Preserving free and open trade between the three countries is a primary goal of the commission this year. Expansion and modernization of border crossings to increase international commerce is another.
Freeport-McMoran, which generates $2.4 billion in direct and indirect revenues to the state and 22,700 direct and indirect jobs, benefits from NAFTA, and currently is exploring mining opportunities in both states.
“We’re very optimistic that we’ll have more mining operations in the region and we’d like for some of those to be on the other side of the border,” Conger said. “We are an international entity. We are a free trader and very much support everyone’s efforts for a new trade agreement.”
New mining projects in Arizona
Freeport is one of 27 major mines in Arizona that account for a $4.87 billion impact on the Arizona economy and 51,800 direct and indirect jobs, according to the Arizona Commerce Authority.
A number of new mining operations have announced new and planned projects including:
Hermosa-Taylor Project South32, an Australian Mining Company, purchased the $2.3 billion project to develop a state-of-the-art underground mine in the Patagonia Mountains near Nogales. It will mine lead, zinc, and silver. Once completed, the mine is expected to impact over 3,000 people in the state of Sonora and Arizona through employment opportunities, economic stimulus, and production.
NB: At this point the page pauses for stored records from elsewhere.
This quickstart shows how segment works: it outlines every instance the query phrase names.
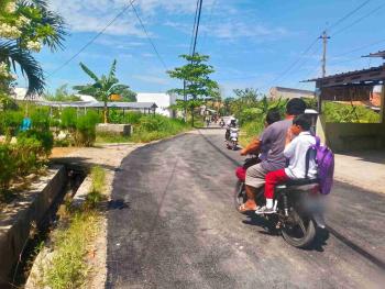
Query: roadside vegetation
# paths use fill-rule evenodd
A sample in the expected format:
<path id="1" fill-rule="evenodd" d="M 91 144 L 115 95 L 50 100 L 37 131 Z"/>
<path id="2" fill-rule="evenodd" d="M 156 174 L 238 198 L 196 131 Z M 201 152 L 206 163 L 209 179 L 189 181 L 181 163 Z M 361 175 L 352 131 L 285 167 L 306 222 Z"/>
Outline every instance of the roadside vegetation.
<path id="1" fill-rule="evenodd" d="M 316 99 L 305 99 L 305 101 L 308 109 L 317 110 Z M 222 101 L 220 114 L 235 115 L 242 129 L 240 143 L 244 146 L 262 133 L 270 109 L 278 110 L 284 118 L 286 102 L 287 100 L 283 99 L 270 100 L 254 89 L 235 89 L 233 98 L 227 98 Z M 323 102 L 322 111 L 327 122 L 380 122 L 380 114 L 363 105 L 327 101 Z"/>
<path id="2" fill-rule="evenodd" d="M 105 200 L 106 171 L 101 167 L 91 170 L 91 188 L 80 208 L 66 208 L 52 235 L 53 258 L 44 268 L 41 288 L 82 288 L 91 271 L 89 258 L 95 254 L 92 244 L 100 229 Z"/>
<path id="3" fill-rule="evenodd" d="M 133 126 L 131 136 L 113 134 L 98 134 L 97 143 L 148 143 L 164 137 L 173 136 L 190 130 L 190 125 L 180 119 L 169 119 L 160 114 L 143 114 L 140 112 L 125 112 L 110 110 L 110 123 L 127 123 Z"/>

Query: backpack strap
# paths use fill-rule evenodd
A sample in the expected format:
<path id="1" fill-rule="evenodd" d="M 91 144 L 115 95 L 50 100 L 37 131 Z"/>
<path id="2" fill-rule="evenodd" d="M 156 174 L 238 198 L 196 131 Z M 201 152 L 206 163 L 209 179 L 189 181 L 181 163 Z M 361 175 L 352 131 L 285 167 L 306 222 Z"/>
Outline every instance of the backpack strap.
<path id="1" fill-rule="evenodd" d="M 317 154 L 317 148 L 321 145 L 321 140 L 315 135 L 316 138 L 316 145 L 311 145 L 308 151 L 306 152 L 306 160 L 305 160 L 305 178 L 309 178 L 309 166 L 310 166 L 310 157 L 315 157 L 315 154 Z"/>
<path id="2" fill-rule="evenodd" d="M 306 152 L 306 158 L 305 158 L 305 178 L 306 179 L 309 178 L 308 174 L 309 174 L 309 165 L 310 165 L 310 153 L 312 149 L 314 149 L 312 146 L 310 146 Z"/>

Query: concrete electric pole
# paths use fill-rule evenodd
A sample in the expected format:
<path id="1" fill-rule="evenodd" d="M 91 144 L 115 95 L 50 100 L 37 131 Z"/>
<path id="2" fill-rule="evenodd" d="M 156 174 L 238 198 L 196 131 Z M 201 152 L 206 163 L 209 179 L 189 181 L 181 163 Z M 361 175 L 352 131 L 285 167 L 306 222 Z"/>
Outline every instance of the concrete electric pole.
<path id="1" fill-rule="evenodd" d="M 328 36 L 327 31 L 323 31 L 322 35 L 319 36 L 323 42 L 323 54 L 322 54 L 322 78 L 327 75 L 327 46 L 328 46 L 328 40 L 330 40 L 330 36 Z"/>

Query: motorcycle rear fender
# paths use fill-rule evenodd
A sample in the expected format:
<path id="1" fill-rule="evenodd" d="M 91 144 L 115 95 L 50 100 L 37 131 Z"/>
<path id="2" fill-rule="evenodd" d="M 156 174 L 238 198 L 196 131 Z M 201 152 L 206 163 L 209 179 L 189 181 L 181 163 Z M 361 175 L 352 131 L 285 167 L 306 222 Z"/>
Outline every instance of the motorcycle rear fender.
<path id="1" fill-rule="evenodd" d="M 327 224 L 321 212 L 314 212 L 311 219 L 316 222 L 317 226 L 320 229 L 326 229 Z"/>

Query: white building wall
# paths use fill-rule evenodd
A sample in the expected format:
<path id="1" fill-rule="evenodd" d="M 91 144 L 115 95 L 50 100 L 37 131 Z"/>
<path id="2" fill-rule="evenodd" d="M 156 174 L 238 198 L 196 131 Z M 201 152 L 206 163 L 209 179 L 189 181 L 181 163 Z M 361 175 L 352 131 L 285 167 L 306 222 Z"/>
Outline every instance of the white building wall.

Florence Copper Mine Parent company Taseko Mines commenced operations this year at its new in-situ copper recovery facility in Florence. The commercial life of the project is expected to be 25 years. Arizona would receive an economic uplift of $3.4 billion with $2.1 billion remaining in Pinal County.
ASARCO completed a $229-million modernization of the historic Hayden copper smelter. Owned by Grupo Mexico, the mine has restarted operations. The smelter employs 560 and contributes about $122 million annually to the economy.
Freeport McMoRan Inc. is completing a $250 million modernization of equipment at the historic Miami smelter near Globe. The Miami mining operation employs 760 and has an annual economic impact of about $267 million.
Resolution Copper has spent $40 million cleaning up a hundred-year old mining site before it starts construction on a mine that will be the largest in North America. Owners Rio TInto and BHP have invested over $2 billion in developing the project since 2004 and are entering the final permit stage.
Excelsior Mining Corp. announced that it has been issued the first new copper mine permit in Arizona in over a decade. The federal Environmental Protection Agency issued an operating permit for in-situ recovery mining for the Gunnison Copper Project between Benson and Willcox.